I originally had gone as a favor to a friend who needed somebody older than 21 to drive a van, but at the end of the trip, I was so glad I went – not because of the generic tourist stuff, but because of how I felt God’s presence in the work we did.
Granted, I did go to the Sears Tower (now the Willis Tower) and the Navy Pier, eat my fill of deep dish pizza and the famous “Chicago Mix” of Garrett’s gourmet popcorn. And I even fulfilled a life dream of mine by seeing the Chicago River dyed green for St. Paddy’s Day.
It was a fantastic trip, and even the 18-hour drive wasn’t too bad with good music and conversation.
But the best part of the trip wasn’t eating new foods and exploring the Windy City. It was in a preschool for underprivileged children whose parents couldn’t afford day-care or normal preschool programs.
I spent the several hours with those kids, playing basketball with bottle caps, building towers out of blocks or robots out of cardboard boxes and dancing with the carefree spirit of a three-year-old. And apparently, my dance moves can’t escape ridicule, even there.
One activity I did was with three little Hispanic girls who spoke less English than I did Spanish, which is saying something.
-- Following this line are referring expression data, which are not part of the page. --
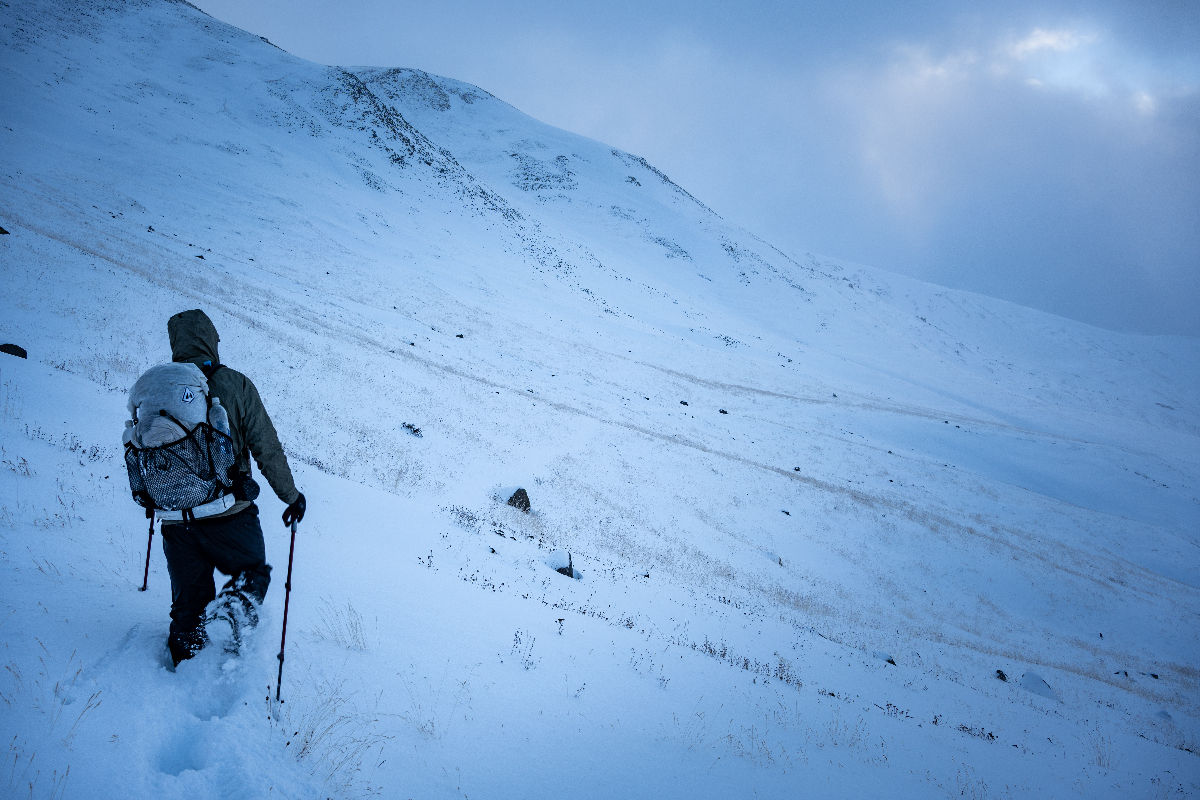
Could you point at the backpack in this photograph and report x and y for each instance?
(178, 450)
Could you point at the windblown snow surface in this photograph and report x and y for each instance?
(814, 507)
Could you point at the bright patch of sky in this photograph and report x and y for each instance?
(1045, 154)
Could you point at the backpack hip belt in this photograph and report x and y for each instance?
(222, 503)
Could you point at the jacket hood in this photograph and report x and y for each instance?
(193, 338)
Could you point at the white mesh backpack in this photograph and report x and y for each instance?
(178, 449)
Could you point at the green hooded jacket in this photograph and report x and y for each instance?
(195, 338)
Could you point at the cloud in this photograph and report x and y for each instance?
(1060, 41)
(1044, 152)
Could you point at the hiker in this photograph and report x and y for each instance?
(223, 533)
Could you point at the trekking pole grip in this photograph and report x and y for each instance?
(287, 601)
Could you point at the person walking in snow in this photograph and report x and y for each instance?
(231, 541)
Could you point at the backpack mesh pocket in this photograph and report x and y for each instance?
(186, 473)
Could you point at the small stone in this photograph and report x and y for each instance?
(520, 500)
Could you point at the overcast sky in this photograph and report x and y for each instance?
(1043, 152)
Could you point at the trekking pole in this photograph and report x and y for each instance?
(145, 576)
(287, 599)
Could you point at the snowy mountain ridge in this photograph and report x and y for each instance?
(815, 506)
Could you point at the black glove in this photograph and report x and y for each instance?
(294, 512)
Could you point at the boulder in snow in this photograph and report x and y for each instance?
(561, 561)
(1033, 683)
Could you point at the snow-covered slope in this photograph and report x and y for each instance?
(774, 471)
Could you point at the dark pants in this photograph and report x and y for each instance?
(233, 545)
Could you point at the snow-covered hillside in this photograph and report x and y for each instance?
(815, 506)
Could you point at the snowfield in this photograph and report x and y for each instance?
(815, 510)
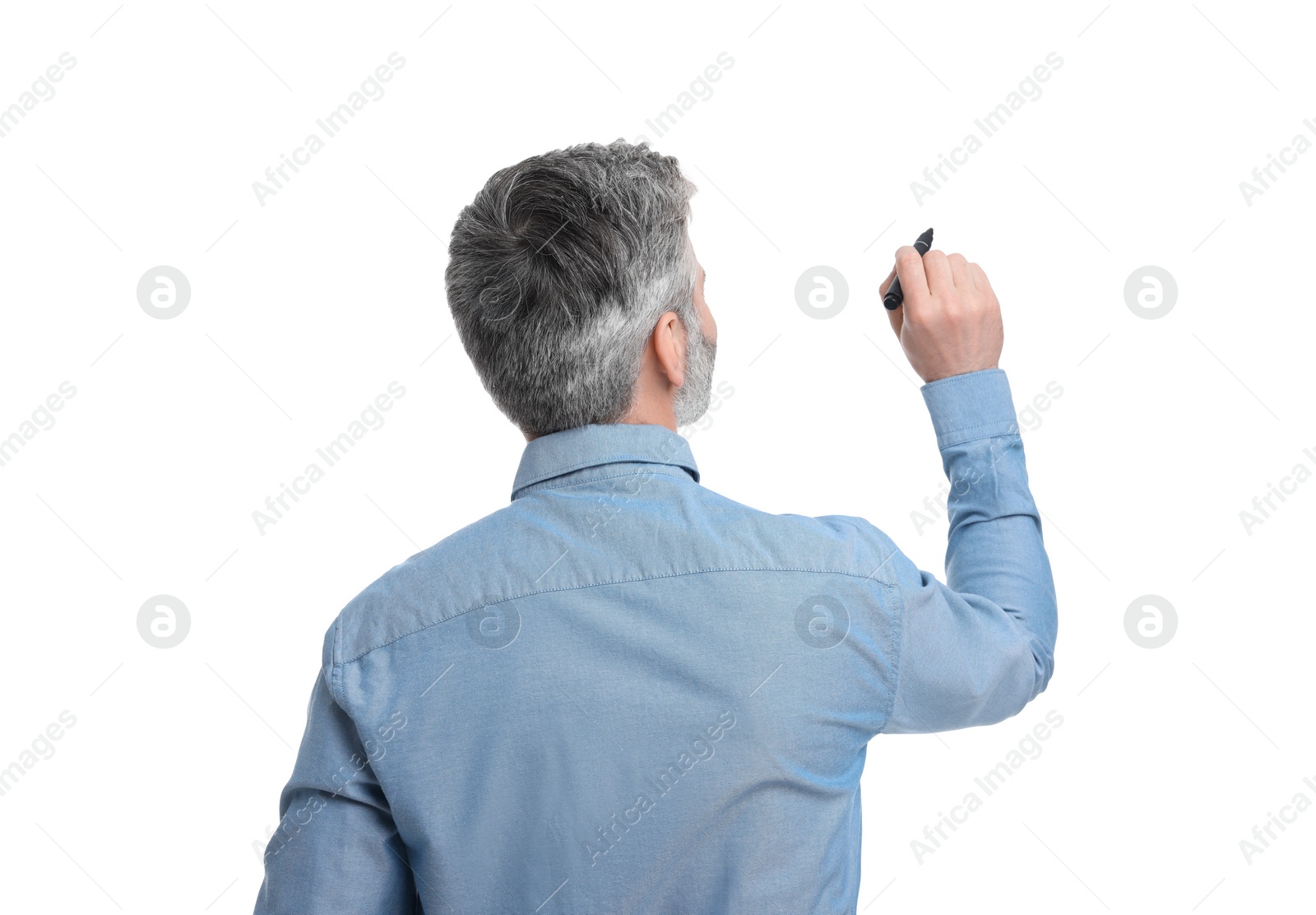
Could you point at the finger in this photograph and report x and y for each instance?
(886, 285)
(897, 319)
(914, 282)
(980, 281)
(938, 270)
(960, 272)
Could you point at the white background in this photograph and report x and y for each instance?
(306, 309)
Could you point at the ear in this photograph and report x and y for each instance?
(669, 340)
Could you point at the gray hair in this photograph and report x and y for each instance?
(558, 273)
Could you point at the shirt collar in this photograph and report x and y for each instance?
(591, 445)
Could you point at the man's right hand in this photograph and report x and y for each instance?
(949, 323)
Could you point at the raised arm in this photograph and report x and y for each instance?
(980, 647)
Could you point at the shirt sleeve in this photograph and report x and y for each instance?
(336, 848)
(980, 647)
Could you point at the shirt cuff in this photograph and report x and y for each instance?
(971, 406)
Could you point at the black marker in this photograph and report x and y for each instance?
(894, 296)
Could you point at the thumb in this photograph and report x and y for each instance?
(897, 316)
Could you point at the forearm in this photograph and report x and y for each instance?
(995, 543)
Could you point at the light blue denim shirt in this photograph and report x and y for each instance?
(624, 693)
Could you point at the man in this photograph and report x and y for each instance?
(623, 693)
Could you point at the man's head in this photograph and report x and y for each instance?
(578, 295)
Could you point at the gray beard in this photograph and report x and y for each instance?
(694, 395)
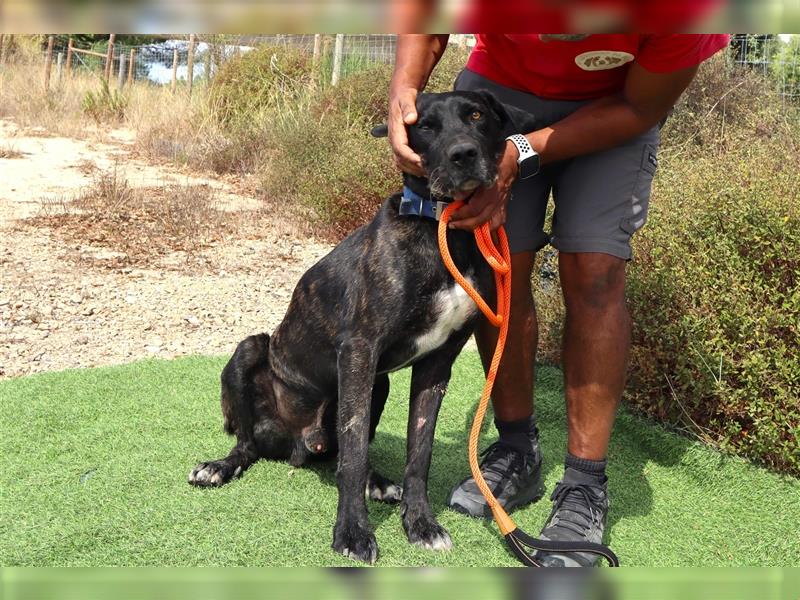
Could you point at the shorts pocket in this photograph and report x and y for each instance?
(640, 198)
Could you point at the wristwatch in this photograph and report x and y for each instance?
(528, 161)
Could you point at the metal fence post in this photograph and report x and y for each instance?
(337, 58)
(48, 62)
(109, 56)
(190, 63)
(174, 82)
(131, 66)
(69, 56)
(121, 75)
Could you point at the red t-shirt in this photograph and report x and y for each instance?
(588, 68)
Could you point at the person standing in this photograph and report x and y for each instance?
(599, 101)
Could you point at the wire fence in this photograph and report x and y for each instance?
(777, 57)
(170, 61)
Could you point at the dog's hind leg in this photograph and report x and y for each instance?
(352, 534)
(243, 391)
(220, 472)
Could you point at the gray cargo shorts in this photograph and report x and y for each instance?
(600, 199)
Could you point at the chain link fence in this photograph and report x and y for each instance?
(777, 57)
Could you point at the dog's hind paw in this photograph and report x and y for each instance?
(382, 489)
(213, 474)
(426, 533)
(356, 542)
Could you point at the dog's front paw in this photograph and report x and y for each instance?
(355, 541)
(213, 474)
(426, 533)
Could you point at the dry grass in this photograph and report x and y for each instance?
(140, 225)
(10, 151)
(153, 112)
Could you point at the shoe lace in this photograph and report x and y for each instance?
(578, 506)
(500, 460)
Our combined task was to match up two everyday objects that related to each other. For example a baseball bat with a glove, or a baby with its bottle.
One of the girls would grab the card and cry, “Baby! Baby!” And I would respond, “Dónde leche?” Then we would spend the next couple of minutes trying to find the square with the milk on it.
We had almost finished when somebody grabbed a card with a spider on it and shoved it into my face. I pretended to be scared and screamed, cowering on the other side of the table. This caused the other two to grab a bee and ant to continue my torment. I tried dividing my attention equally between the girls, but one would eventually decide I wasn’t doing a good enough job and shout “Aquí, Aquí!” And the process would start over again.
Finally, they tired of the game, and a new boy came to my rescue with a gun he had made of connecting blocks, with which he killed the bugs.
This was but one afternoon I spent on my spring break, and it alone would have made the trip worth it.
I made several new friends, not just those three girls: about 50 other children; a man in a shelter who was a 4.0 college student until a stroke ruined his ability to speak; a man who couldn’t afford to buy himself breakfast, yet wrote songs of praise based on the gospels; a man who explained why King David was a pimp and even a woman who said I looked like a porn star.
God works in mysterious ways, and I discovered it is impossible to not be happy doing his work.